Although the Tea Party may seem more successful than Occupy, I'd argue the converse. "Do no harm" is the first premise of the ethical healer. Every Tea Party "success" has damaged the nation. By choosing as its spokespersons flame-throwers like Michele Bachman and Sarah Palin, who have scant regard for truth, the Tea Party has stifled dialogue critical to addressing real problems. By electing demagogues like Ted Cruz, whose scorched-earth antics disgust the saner members of his own party, the Tea Party has thrown sand in the gears of democracy, grinding Congress to a legislative halt. By its naïve insistence on budgetary austerity and "no new taxes"-- not even for millionaires -- the Tea Party has hamstrung economic recovery and perpetuated historic levels of economic disparity. Worse, by carrying water for oligarchs like the Koch's, the Tea Party has weakened governance "of, by, and for the people," undermining the very Constitution it purports to cherish.

On the other hand, largely out of sight, Occupy has done the heavy intellectual lifting necessary to genuinely address the nation's vexing problems. As an Occupier, I found it gratifying to read Robert Rubin's Washington Post op-ed of July 27: "How ignoring climate change could sink the U.S. economy." Rubin, former treasury secretary, now echoes several economic fixes proposed in an Occupy white paper of 2012, among them that the nation's economic health and environmental health cannot be separated. Here's Rubin's punchline:

We do not face a choice between protecting our environment or protecting our economy.

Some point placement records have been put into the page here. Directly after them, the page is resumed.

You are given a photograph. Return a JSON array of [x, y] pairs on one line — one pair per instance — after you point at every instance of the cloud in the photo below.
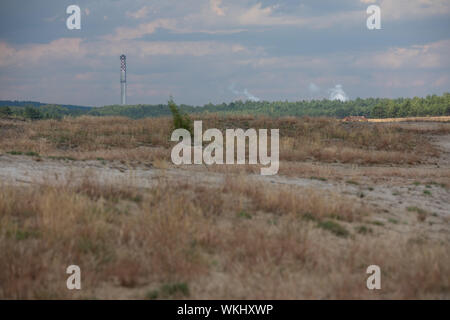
[[432, 55], [139, 14], [126, 33], [215, 7], [413, 9], [60, 49], [313, 88]]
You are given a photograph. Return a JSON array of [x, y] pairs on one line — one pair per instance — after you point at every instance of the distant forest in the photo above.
[[432, 105]]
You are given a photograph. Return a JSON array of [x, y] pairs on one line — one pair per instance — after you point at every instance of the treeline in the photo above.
[[432, 105], [41, 112]]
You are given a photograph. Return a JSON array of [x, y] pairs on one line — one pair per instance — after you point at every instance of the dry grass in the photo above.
[[147, 140], [231, 236], [189, 241], [413, 119]]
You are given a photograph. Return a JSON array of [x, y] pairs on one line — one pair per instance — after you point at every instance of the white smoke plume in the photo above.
[[337, 93], [247, 94], [313, 88]]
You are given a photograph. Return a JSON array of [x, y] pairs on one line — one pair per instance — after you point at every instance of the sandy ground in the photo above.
[[389, 198]]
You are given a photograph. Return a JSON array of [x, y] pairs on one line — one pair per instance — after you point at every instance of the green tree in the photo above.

We face a choice between protecting our economy by protecting our environment -- or allowing environmental havoc to create economic havoc.

The Future

The Tea Party fell from public favor following the debt-limit debacle of 2013, and Occupy has gone underground. It would be a mistake, however, to regard either down for the count. The sense of betrayal -- of having been sold out to special interests -- remains raw in both camps. The systemic problems that created the meltdown of 2008 remain unaddressed. And in the six years hence, the middle class has shrunk significantly, the lower class has grown dramatically, and the wealthiest 1 percent has run off with 95 percent of income growth.

If America is to pull out of its tailspin before there's revolution, it may require the cooperation of Tea Partiers and Occupiers. Given the differences in style and substance, this seems unlikely -- unless vast numbers of Partiers awaken to the reality they've been duped. Still, such improbable synergy is the gist of Ralph Nader's new book Unstoppable: The Emerging Left-Right Alliance to Dismantle the Corporate State. I've not read it, but Nader could be right. On April 26, Cowboys and Indians (i.e., ranchers and Native Americans) convened on the National Mall to oppose the Keystone XL pipeline in a stunning display of conservative-liberal unity. And in Atlanta, Tea Partiers and Sierra Clubbers have aligned to form the Green Tea Coalition, advocating together for solar energy.

Divided we fall; united we stand.

(The author is grateful to Michael Szul for information regarding the Green Tea Coalition and to Andy Schmookler for editorial suggestions.)